When getnameinfo() gets temporary error from nss, it should return temporary error instead of permanent error to the application. This has already been solved by following patch for cases without nscd running: http://sourceware.org/cgi-bin/cvsweb.cgi/libc/inet/getnameinfo.c.diff?r1=1.34&r2=1.35&cvsroot=glibc&f=h However, with nscd it still doesn't return proper value. We hit this with 2.4 first and verified that it still exists in 2.8. I have working fix for 2.4 and unverified fix for current CVS (underlying code is a bit different). I'll attach it in this bug.
Created attachment 2883 [details] nscd patch for current CVS
Created attachment 2884 [details] just for reference - working, verified patch that applies to 2.4
... ping?
Created attachment 4826 [details] updated patch for HEAD
I don't like this patch. It does no caching at all. It is highly unlikely that a request will succeed a very short while afterwards. Whther negtimeout is sufficient to use is another question. Maybe a third timeout value is needed. But the patch as-is is no good.

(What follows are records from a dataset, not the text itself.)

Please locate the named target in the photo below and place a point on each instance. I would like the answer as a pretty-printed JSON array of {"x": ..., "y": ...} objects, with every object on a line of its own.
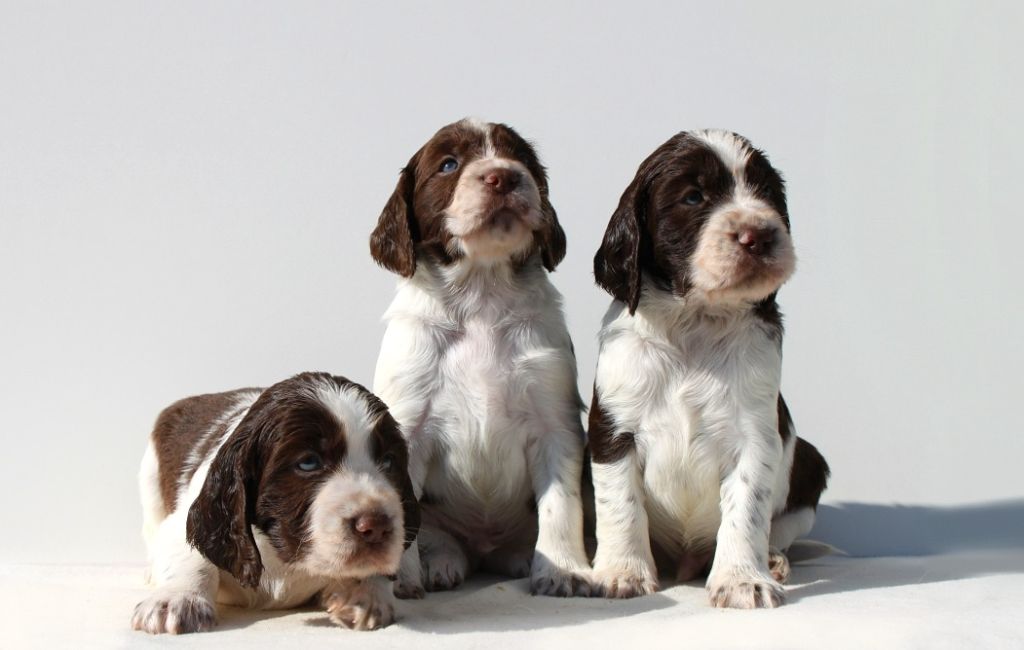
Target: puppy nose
[
  {"x": 756, "y": 241},
  {"x": 372, "y": 527},
  {"x": 501, "y": 180}
]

I do not think it is appropriate on two counts. First, caching temporary results would not be specific to this cache and would be a completely orthogonal nscd-wide change, so I do not think the patch should be judged based on this at all. Second, the idea of caching intermittent failures itself seems strange to me. The situation itself should happen only in relatively exceptional cases, usually due to some network outage - in that case, it is not clear the benefit of giving quicker feedback to the application outweights the disadvantage of prolonging service outages or even massively amplifying mere singular errors. After all, the return code specifically says "try again", and it is quite plausible the application will go to some limited loop where it tries to re-resolve after very short interval. In short, I am worried about the amplification of singular failures, and noone showed up so far who would actually want to cache intermittent failures to cater for some plausible scenario.
(In reply to comment #6) > I do not think it is appropriate on two counts. > [...] But you're wrong. The whole point of nscd is to reduce load and latency. These errors, when they happen, usually happen for some time. And if one lookup happens a second often follows shortly. Caching these types of errors is definitely the right thing to do.
Ok, what you say also makes sense; however, that means I'd be wrong just on the second count - I still believe fixing hstcache bug returning wrong results for temporary errors is independent from implementing a new feature for general caching of the temporary errors.
I checked in a patch.